Everybody tells lies. From little porky pies to great big whoppers, to some it’s second nature whilst others struggle to keep it going, or give themselves away with flushed cheeks and stumbled words.

From a very early age we made it very clear to Big One that generally lying was bad. He knows that we’d rather he tell us the truth, irrespective of how bad it is, and he’s a big fan of Peter’s (the one with the sheep and the wolf). Lately he’s been testing us, seeing how far he can take a made up story before shouting “tricked you” and doubling over in laughter.

Whilst on one hand it’s quite cute to hear his elaborate tales of crocodiles pinching biscuits from his brother, we’re also slightly alarmed at how naturally it comes to him. He has perfected his poker face at the tender age of 4, and can remember every detail of his fabrications so they’re consistent. Thankfully he hasn’t yet realised how good he is at it (not something to boast about, I know) but I can already see problems arising.

The other day he said one of his friends at pre-school had threatened to hurt him if he didn’t do something. It took us a good 10 minutes to establish that they had in fact been playing a game not too dissimilar to dares, and the friend in question had said that some people would say that if they were mean and horrible, but for those 10 minutes I began imagining all the awkward conversations I would have to have.

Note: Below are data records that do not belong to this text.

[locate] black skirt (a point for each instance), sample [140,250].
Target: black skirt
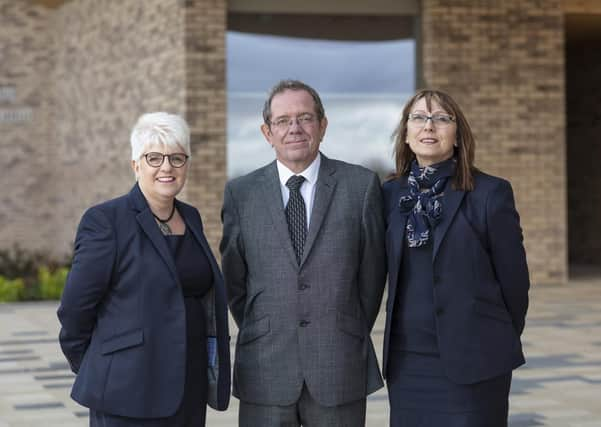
[421,395]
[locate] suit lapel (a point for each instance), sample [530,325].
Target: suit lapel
[150,228]
[451,201]
[324,192]
[396,232]
[272,196]
[193,223]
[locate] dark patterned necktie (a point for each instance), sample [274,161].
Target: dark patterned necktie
[296,215]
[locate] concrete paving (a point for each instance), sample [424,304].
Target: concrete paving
[560,386]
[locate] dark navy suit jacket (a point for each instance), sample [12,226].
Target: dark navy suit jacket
[123,316]
[480,278]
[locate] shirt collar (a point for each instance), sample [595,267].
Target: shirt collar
[310,174]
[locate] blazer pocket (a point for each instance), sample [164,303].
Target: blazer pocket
[495,311]
[254,330]
[122,341]
[350,325]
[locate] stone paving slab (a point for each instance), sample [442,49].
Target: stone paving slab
[560,385]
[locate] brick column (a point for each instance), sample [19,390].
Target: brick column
[205,28]
[504,63]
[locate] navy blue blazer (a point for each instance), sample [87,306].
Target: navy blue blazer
[123,317]
[480,278]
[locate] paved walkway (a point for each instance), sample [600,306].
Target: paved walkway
[560,386]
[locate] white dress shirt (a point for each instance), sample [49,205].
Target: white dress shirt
[307,189]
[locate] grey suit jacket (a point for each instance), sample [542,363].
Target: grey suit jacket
[307,323]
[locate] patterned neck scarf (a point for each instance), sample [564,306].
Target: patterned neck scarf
[422,202]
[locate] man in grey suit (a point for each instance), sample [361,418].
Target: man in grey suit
[303,259]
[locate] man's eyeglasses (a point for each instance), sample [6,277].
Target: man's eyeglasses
[155,160]
[439,120]
[283,123]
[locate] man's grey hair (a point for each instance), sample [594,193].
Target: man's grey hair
[284,85]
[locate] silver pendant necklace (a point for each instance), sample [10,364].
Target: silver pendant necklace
[163,226]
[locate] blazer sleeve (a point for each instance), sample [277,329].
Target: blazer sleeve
[233,264]
[87,283]
[372,269]
[507,252]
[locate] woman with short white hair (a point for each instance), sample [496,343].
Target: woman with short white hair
[143,313]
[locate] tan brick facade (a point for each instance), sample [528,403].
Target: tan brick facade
[503,61]
[85,72]
[74,79]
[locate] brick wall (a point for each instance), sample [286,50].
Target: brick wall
[84,72]
[205,24]
[114,60]
[504,63]
[25,65]
[584,152]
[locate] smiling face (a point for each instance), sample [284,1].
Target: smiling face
[297,143]
[429,142]
[164,182]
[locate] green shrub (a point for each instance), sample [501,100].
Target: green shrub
[41,276]
[51,283]
[11,289]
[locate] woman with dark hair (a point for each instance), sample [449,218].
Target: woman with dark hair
[458,278]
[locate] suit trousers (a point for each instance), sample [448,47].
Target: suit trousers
[305,412]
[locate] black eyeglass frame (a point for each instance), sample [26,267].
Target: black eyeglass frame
[186,157]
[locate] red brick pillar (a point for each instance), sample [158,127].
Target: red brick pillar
[504,63]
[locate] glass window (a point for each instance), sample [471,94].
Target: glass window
[363,86]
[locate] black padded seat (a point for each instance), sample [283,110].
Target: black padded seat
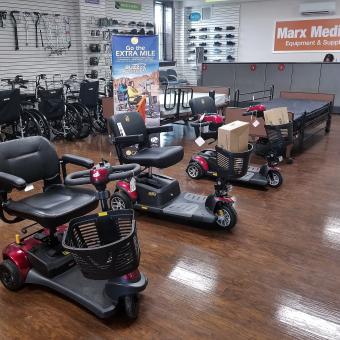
[157,157]
[54,207]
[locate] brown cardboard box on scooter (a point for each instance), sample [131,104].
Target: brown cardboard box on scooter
[234,136]
[277,116]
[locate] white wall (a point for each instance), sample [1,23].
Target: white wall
[257,25]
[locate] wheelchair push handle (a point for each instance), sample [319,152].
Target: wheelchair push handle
[102,174]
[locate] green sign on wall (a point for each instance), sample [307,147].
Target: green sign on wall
[132,6]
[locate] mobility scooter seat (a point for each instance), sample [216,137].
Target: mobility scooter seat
[56,206]
[129,129]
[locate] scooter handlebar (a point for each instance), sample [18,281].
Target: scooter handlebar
[114,173]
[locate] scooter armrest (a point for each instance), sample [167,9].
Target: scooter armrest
[8,182]
[77,160]
[159,129]
[128,140]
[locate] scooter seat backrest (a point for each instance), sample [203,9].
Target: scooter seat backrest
[31,158]
[10,108]
[202,105]
[127,124]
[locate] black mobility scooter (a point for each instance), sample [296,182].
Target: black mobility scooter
[160,194]
[204,163]
[94,261]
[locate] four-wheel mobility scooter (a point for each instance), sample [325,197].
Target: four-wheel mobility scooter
[94,261]
[205,162]
[160,194]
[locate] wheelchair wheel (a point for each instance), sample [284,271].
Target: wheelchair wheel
[85,118]
[10,275]
[226,216]
[43,123]
[30,126]
[131,306]
[72,124]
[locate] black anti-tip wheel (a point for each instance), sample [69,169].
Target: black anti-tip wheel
[226,216]
[274,178]
[131,306]
[10,275]
[195,171]
[120,201]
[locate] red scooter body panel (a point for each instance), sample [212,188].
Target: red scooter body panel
[202,162]
[125,186]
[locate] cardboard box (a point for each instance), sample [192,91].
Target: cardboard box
[277,116]
[234,136]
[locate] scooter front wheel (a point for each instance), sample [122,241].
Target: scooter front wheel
[131,306]
[120,201]
[226,216]
[10,275]
[194,170]
[274,178]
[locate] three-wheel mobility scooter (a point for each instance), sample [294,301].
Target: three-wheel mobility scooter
[160,194]
[94,261]
[204,163]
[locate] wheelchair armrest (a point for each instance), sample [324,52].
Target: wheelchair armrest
[8,182]
[128,140]
[77,160]
[159,129]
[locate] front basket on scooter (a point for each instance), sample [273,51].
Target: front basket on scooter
[232,165]
[104,245]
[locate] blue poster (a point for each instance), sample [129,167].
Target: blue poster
[135,74]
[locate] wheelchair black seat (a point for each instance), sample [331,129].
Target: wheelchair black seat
[32,159]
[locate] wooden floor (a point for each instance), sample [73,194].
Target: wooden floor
[276,276]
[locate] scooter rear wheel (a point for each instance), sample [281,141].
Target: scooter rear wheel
[131,306]
[10,275]
[274,178]
[226,216]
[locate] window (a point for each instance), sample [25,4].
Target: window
[164,28]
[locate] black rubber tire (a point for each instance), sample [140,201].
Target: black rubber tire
[30,125]
[10,275]
[228,209]
[194,168]
[73,124]
[123,198]
[278,180]
[43,123]
[131,306]
[85,119]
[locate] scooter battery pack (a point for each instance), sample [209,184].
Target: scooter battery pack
[157,191]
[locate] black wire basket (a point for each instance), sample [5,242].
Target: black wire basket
[104,245]
[232,165]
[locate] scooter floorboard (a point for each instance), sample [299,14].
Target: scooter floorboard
[252,177]
[73,284]
[187,205]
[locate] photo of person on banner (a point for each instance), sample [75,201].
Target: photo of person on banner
[135,74]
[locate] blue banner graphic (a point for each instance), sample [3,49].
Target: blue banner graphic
[135,74]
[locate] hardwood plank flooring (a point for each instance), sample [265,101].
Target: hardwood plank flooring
[276,276]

Pre-school are pretty good at controlling their kids, but things do slip under the radar, which is understandable with a room of 30 children. How would I address it with them? Should I mention anything to the boys mum? HOW do you start that sort of conversation? Where would we begin explaining threats and bullying to our little boy? We’ve always tried to explain things to him and give him an answer to any question he may have, but would he understand that the world isn’t as sparkly and shiny as he thinks it is? He’s by no means innocent to the ways of the world, but the purity in everything he does and says is quite refreshing and a joy to see at times.

As adults we understand that sometimes lying can help a situation, keep others from harm, or just simply make lives a little bit easier for ourselves, but it’s a hard thing to get right, and all too often it gets out of control and actually does more harm than good. Even with our years of experience we get it wrong, and often lack the clarity or judgement to deal with it well.

One might argue that if we just simply told the truth life would be simpler. I for one don’t believe in sugarcoating things (obvs), but there are ways and means of doing that, and actually it’s sometimes quite refreshing to lay your cards on the table and know where you stand amongst people. It’s not easy to do mind, and I often get the “did she really just say that?” face. And yes, I did just say that, but would you rather I spout a load of shyte just to agree with you? Would make me a better person to be around?